Below are 6 small business realities I have learned from the trenches of starting mine.
Need To Develop A Training Program
If you are going to grow and bring on employees, you need a training program. If you plan to bring on employees, you need them to handle tasks as if you were handling them yourself. It is insane to think that an employee will know what to do or how you want them to work without a training program in place. If you are thinking that your new hires will be plug-and-play, get ready for a harsh reality and some big-time failures.
Team-Building Is Critical
Hiring employees is hard. Wait a minute, let me rephrase that: Hiring employees is really hard. I totally underestimated how difficult building a team would be. I just thought to myself, “People want to work hard; this will be easy.” After some huge failures, it’s obvious that finding, attracting, and retaining top employees is one of the hardest tasks you will encounter as an owner. Your company is nothing without a strong team, so don’t underestimate the importance of this task.

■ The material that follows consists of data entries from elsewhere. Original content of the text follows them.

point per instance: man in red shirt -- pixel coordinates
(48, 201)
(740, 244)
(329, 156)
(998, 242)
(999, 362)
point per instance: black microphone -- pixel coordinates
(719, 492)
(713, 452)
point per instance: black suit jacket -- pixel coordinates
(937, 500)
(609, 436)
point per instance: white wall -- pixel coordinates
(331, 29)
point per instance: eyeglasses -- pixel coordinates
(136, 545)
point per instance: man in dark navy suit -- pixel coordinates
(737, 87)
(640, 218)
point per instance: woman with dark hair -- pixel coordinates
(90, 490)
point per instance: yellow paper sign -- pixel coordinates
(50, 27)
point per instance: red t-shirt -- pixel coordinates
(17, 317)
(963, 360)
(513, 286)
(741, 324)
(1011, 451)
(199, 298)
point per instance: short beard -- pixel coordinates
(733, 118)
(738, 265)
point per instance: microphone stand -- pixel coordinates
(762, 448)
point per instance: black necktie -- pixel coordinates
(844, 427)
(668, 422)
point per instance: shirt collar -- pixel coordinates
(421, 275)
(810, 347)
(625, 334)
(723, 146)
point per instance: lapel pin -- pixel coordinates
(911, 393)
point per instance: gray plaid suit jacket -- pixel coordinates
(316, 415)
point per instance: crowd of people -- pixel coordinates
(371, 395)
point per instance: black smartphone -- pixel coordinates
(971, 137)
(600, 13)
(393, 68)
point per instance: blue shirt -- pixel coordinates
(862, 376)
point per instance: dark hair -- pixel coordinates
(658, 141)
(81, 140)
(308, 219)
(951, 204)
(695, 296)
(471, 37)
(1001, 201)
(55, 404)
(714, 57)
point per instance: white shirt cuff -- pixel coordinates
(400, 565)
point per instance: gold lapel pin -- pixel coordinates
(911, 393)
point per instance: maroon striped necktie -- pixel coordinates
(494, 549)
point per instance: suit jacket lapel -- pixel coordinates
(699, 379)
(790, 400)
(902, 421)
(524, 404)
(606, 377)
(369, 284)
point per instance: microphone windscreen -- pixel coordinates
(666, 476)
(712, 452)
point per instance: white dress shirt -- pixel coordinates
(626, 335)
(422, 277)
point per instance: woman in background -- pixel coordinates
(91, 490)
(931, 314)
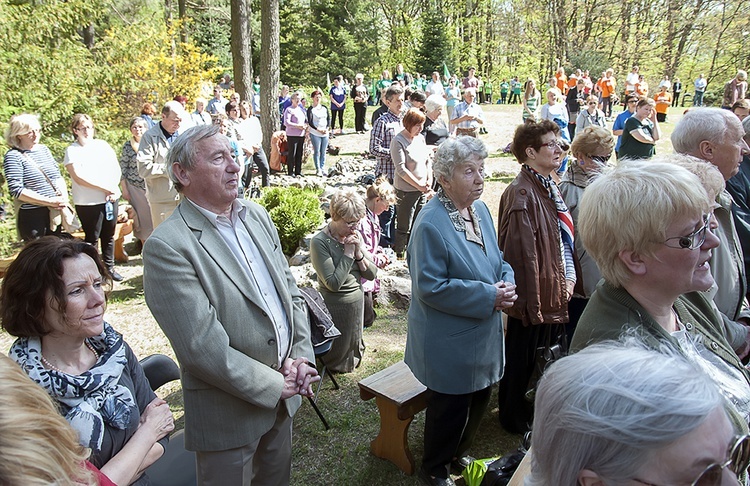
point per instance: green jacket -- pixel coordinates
(611, 311)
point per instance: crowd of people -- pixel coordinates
(638, 267)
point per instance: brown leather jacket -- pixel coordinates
(529, 237)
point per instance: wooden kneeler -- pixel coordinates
(399, 396)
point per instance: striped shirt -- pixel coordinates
(465, 109)
(383, 131)
(21, 173)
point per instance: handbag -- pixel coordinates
(555, 347)
(65, 218)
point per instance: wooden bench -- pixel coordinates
(399, 396)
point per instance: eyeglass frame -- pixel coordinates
(561, 144)
(701, 232)
(734, 450)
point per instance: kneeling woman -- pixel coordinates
(460, 282)
(340, 260)
(53, 300)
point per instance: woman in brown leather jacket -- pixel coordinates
(536, 236)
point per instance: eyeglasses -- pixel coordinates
(601, 159)
(739, 460)
(561, 144)
(555, 144)
(693, 240)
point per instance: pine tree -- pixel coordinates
(435, 47)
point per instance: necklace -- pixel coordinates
(53, 367)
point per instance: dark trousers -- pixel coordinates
(450, 425)
(409, 205)
(387, 221)
(340, 114)
(360, 110)
(33, 223)
(370, 314)
(259, 159)
(98, 228)
(572, 128)
(521, 342)
(296, 146)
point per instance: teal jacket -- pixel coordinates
(454, 343)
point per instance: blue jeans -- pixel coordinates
(698, 98)
(320, 145)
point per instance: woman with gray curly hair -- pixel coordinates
(341, 261)
(454, 344)
(620, 413)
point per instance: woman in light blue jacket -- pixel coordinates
(460, 282)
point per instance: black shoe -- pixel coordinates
(459, 464)
(430, 481)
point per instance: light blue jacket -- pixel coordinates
(454, 343)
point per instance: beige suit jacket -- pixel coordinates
(215, 320)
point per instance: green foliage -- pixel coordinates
(435, 46)
(295, 212)
(334, 38)
(49, 71)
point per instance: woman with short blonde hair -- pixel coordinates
(37, 444)
(95, 172)
(341, 261)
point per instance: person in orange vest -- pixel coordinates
(561, 81)
(641, 87)
(663, 101)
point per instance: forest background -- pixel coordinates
(107, 57)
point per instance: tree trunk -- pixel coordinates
(242, 59)
(269, 70)
(88, 34)
(182, 13)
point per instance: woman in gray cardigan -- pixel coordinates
(460, 282)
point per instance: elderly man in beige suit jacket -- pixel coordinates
(220, 287)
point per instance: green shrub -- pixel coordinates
(295, 212)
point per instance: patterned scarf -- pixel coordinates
(563, 215)
(459, 224)
(92, 399)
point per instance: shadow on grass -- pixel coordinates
(341, 455)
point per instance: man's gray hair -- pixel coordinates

Sales And Marketing Are The Lifeblood
Many business owners underestimate the importance of marketing and sales. The reality is that, without marketing and sales, you have no business because you have no customers or revenues. Sales and marketing are the lifeblood of any business.
You could have an amazing product or service with a kick-ass team in place. However, if you don’t have a way to attract prospects and convert them to customers, your newfound business venture will be very short-lived.
Need To Master Cash Flow Management
As the company grows, cash flow management will become more and more important. There are two basic ways to grow a small business: invest time or invest money. In order to grow, you will have to invest both time and money, so you need to be good at managing them.
If you suddenly can’t afford to pay your vendors and employees, don’t expect them to stick around very long.
HR Is A Pain
Managing human resources can be a massive pain that you just won’t see coming. If you are hiring new employees and all you do before putting them to work is have them fill out a W-4 and an I-9, you are on the road to disaster. As you grow, you will want things such as employee agreements and a benefits package. Managing the standard benefits alone, like health insurance and a retirement plan, are very complicated. Additionally, you are opening yourself up to some potentially big liabilities if you don’t know what you are doing in a legal sense. Add in the complications of managing paid time off, hiring procedures, and properly terminating employees and you have a big job on your hands.
Get Legal Ducks In A Row
When starting a company, there is a tendency to do it as lean as possible. I’ve had many people approach me when they are thinking about starting a business for advice and I always tell them “Get a lawyer.” A good lawyer can help you file for the right type of organization, set up employee agreements, and make many other suggestions for minimizing your legal exposure. Lawyers may seem like an unnecessary expense when you are a brand new business, but believe me, they are worth every penny.